Actualisation du 19 décembre 2016 : Le bailleur Erilia tient à faire paraître cette précision concernant la parole qui lui est attribuée dans cet article : “Pour Erilia, la démarche de renouvellement urbain joue un rôle de catalyseur pour le territoire et le quartier de la Castellane. Nous sommes effectivement mis en ordre de marche avec l’ensemble de nos partenaires pour créer une dynamique positive autour de ce projet de renouvellement urbain”.
Les deux projets se sont construits au centre social de la Castellane, point névralgique de la cité. Des réunions d’information et de concertation s’y tiennent régulièrement. Les grandes lignes des aménagements de la Jougarelle ont été tracées lors des rencontres de l’Assemblée des habitants, organisées tous les deux mois sur financement de l’État. “Ce sera, sur deux hectares, un parc public avec une cinquantaine de parcelles ouvrières pour les habitants, des aires de jeux, une aire de pique-nique, un théâtre de verdure. On espère l’inauguration au premier semestre 2017″, détaille Nassim Khelladi, directeur de la structure, qui précise qu’un chantier de plantation d’une palmeraie et d’une oliveraie va démarrer ce lundi.
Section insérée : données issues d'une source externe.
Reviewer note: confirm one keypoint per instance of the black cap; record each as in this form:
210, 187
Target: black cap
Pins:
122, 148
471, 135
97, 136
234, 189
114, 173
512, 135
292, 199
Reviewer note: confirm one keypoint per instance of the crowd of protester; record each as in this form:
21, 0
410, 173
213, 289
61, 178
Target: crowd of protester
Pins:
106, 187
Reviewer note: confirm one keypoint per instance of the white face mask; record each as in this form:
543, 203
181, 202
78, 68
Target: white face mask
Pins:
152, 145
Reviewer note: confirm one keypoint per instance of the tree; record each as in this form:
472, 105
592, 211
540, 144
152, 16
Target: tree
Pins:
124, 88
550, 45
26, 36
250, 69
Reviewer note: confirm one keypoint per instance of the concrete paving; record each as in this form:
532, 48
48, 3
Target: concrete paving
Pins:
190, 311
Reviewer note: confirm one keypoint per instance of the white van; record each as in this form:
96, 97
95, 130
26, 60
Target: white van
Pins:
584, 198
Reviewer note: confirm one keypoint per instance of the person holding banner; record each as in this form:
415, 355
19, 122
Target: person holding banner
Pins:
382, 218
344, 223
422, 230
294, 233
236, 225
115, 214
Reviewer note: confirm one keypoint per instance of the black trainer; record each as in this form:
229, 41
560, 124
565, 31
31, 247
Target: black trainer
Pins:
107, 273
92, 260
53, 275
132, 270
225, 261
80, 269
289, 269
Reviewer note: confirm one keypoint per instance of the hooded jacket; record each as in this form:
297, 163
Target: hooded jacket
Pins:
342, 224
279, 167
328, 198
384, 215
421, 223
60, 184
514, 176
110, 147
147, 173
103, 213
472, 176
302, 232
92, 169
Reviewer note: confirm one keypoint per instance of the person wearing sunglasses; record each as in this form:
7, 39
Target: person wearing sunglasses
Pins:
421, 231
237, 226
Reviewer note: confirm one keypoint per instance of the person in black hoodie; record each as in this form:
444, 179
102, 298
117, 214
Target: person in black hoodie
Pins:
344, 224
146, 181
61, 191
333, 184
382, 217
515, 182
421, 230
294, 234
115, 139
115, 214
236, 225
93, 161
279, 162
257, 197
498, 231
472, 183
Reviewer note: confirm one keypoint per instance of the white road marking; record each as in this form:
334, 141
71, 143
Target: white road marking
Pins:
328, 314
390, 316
Pivot incontournable de toute l’action sociale sur le secteur, il se félicite de la mobilisation des habitants, qui pouvaient aussi assister à des “cafés-chantiers” pour inspecter le terrain ou encore à des réunions plus globales sur les thématiques prioritaires de la rénovation. “Les habitants sont ravis d’intégrer enfin l’ANRU, ils attendaient ça depuis 20 ans. C’est une bulle d’oxygène pour eux mais aussi pour nous, travailleurs sociaux. On se concerte, on fait remonter des projets avec du sens.”
Pour la place de la Tartane, les réunions organisées par le bailleur Erilia ont abouti à un projet semblable. “Il y aura trois places en cascade, avec au milieu un espace famille-enfants, en bas, près du centre social un lieu ouvert avec des gradins. Du côté du chemin de Bernex on réfléchit à des tables de pique-nique”, explique Géraldine Bourdin. S’y ajouteront tout de même quelques places de parking, point important pour les habitants qui expliquent régulièrement que le manque de places pour se garer en raison des travaux à donné suite à des pluies de verbalisations. Si les deux projets se ressemblent, Nassim Khelladi relativise : “Pour 7000 habitants, deux aires de jeux, ce n’est pas de trop”. Le cycle de réunions pour la place de la Tartane devrait bientôt toucher à sa fin, mais l’Assemblée des habitants va perdurer, puisqu’un poste de médiateur dédié au projet et financé par l’État est acté pour 2017.